To make sure its empathy training courses offer realistic, authentic experiences, Axon collaborates closely with experts, including career clinicians, community group members, crisis intervention trainers, mental health counselors, educators, individuals from affected communities, and active law enforcement officers.
Axon’s Community Engagement VR training courses include modules on schizophrenia, suicidal ideation, autism, and Alzheimer’s to aid police in responding to the public. In Axon’s schizophrenia module, for instance, the trainee wears a portable VR headset that plays the scenario in full 360-degrees video. Most other training solutions focus on black-and-white outcomes like shoot/don’t shoot, but VR can cover the 90% of other scenarios that require more subtle, empathic ranges of response.
The trainee logs in to the module and is then presented with two perspectives on the same event. One perspective is from the point of view of the person suffering a schizophrenic break with reality, allowing the participant to see what the person in crisis sees and hear the inner monologue going through his head. The second perspective is from the officer’s point of view, where the trainee can make decisions about what the officer says and what action he takes and sees the potential consequences of each approach.
Axon is releasing new modules monthly and has an extensive list of ideas for modules in development that are geared toward helping officers help themselves – including modules on post-traumatic stress injury and peer intervention.
Why VR is efficient and effective for police training
Because it is so flexible, portable and affordable, Axon’s VR training is ideal for officers wanting to undergo training when and where it’s convenient. More importantly, VR is more engaging than classroom or simulation training, making it more likely officers will seek out VR training and retain the learnings longer and more vividly when they do.
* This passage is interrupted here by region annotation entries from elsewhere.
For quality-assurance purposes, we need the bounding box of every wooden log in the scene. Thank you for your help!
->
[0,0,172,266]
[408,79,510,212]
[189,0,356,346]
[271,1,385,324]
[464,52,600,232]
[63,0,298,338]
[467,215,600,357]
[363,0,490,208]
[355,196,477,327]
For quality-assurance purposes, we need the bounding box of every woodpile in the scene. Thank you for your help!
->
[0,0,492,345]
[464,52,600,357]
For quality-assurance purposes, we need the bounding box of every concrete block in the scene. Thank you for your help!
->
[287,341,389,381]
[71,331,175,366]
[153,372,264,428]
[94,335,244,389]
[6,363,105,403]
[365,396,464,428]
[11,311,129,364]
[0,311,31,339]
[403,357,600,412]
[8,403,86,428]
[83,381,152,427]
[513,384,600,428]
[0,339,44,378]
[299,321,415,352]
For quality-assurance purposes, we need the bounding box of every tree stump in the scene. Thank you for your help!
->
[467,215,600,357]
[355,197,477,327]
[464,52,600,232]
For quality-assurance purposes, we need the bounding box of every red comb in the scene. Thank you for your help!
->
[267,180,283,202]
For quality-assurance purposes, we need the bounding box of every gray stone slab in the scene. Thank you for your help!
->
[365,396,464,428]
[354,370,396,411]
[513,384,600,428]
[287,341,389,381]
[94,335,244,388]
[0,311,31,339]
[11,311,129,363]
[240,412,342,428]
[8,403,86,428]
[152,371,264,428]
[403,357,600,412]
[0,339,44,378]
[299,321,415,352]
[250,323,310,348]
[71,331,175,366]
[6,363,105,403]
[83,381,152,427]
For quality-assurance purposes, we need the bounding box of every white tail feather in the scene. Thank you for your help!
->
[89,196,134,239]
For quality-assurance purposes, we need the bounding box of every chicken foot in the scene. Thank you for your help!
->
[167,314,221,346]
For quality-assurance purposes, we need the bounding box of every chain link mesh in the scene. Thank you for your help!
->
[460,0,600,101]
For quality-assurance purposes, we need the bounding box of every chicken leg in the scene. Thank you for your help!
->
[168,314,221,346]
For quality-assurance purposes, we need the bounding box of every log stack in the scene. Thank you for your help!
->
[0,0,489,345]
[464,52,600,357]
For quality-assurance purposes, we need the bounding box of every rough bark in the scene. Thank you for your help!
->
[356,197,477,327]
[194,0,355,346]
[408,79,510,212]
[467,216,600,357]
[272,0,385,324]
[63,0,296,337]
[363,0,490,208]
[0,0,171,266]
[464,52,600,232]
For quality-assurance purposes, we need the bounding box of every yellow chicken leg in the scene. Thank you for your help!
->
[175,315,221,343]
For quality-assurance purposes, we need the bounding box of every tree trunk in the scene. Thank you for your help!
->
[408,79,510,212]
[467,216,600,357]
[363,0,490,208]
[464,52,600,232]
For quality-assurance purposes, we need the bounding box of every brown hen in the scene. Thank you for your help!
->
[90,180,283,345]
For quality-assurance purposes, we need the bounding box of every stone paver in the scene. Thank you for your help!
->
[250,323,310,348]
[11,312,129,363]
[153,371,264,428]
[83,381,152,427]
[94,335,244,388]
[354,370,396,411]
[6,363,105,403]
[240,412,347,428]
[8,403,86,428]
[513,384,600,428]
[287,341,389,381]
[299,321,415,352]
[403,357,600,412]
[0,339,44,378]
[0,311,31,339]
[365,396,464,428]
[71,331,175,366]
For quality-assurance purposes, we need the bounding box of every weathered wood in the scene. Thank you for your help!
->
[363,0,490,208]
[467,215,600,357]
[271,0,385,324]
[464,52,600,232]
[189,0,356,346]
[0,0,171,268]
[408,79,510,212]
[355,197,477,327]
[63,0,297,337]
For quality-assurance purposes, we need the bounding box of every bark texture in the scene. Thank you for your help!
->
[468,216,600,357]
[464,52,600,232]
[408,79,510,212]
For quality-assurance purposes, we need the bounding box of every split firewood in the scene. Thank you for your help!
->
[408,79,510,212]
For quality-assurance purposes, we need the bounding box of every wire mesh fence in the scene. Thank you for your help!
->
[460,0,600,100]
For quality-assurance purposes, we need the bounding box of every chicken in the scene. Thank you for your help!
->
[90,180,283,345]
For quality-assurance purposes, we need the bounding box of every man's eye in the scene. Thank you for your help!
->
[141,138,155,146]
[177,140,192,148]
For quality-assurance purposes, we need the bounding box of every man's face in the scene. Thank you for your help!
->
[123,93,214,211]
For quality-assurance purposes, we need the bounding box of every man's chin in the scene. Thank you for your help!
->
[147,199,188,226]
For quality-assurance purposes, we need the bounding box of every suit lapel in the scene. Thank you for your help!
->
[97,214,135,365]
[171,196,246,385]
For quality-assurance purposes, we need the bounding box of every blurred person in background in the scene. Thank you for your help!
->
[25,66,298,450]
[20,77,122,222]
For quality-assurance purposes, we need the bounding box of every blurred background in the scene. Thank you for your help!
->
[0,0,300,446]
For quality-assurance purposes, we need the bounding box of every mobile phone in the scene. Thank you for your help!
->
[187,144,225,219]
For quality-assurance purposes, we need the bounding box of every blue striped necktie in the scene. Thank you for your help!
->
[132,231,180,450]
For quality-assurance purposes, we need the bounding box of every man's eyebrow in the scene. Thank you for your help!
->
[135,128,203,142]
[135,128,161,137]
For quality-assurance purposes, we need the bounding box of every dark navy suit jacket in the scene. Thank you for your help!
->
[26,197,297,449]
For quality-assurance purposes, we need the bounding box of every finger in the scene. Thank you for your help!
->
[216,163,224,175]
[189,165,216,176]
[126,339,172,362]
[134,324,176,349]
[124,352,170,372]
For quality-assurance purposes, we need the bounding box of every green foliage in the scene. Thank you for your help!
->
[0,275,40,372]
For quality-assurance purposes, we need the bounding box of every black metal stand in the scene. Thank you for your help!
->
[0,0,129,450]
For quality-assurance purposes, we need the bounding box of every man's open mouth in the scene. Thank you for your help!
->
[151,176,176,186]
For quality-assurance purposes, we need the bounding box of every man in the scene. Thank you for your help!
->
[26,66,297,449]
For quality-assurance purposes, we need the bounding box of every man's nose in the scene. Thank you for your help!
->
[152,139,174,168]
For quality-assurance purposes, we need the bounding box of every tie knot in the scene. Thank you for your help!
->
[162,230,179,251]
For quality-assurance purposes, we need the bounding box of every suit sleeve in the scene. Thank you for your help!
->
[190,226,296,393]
On a practical level, VR training has the potential to work better for departments, too. Most of today’s police training is either expensive (like multi-screen simulation training), not particularly engaging (like classroom training) or limited in what it can prepare officers for (a fixed number of drills that can’t approximate the real world). VR training, on the other hand, takes relatively little investment, doesn’t require a large space and can replace or complement in-person and group training in many situations, an important consideration in these times of social distancing.
“There is no doubt in my mind this will make officers better prepared to respond more effectively and professionally with the many scenarios they deal with on a daily basis,” said retired Deputy Chief Eddie Reyes, now a senior project manager for the Police Foundation, speaking to the potential of VR as a training methodology. “We can see how they will react in a hostile environment without putting them out in the street with a real violent person. And they’re going to be safer.”
By letting officers not only see, but also feel what it’s like to be in the shoes of another, VR training from Axon helps creates empathy and understanding while empowering officers to respond with greater confidence to individuals in crisis. The possibilities for VR training are almost as boundless as the imaginations of those looking to create positive outcomes for citizens and officers alike.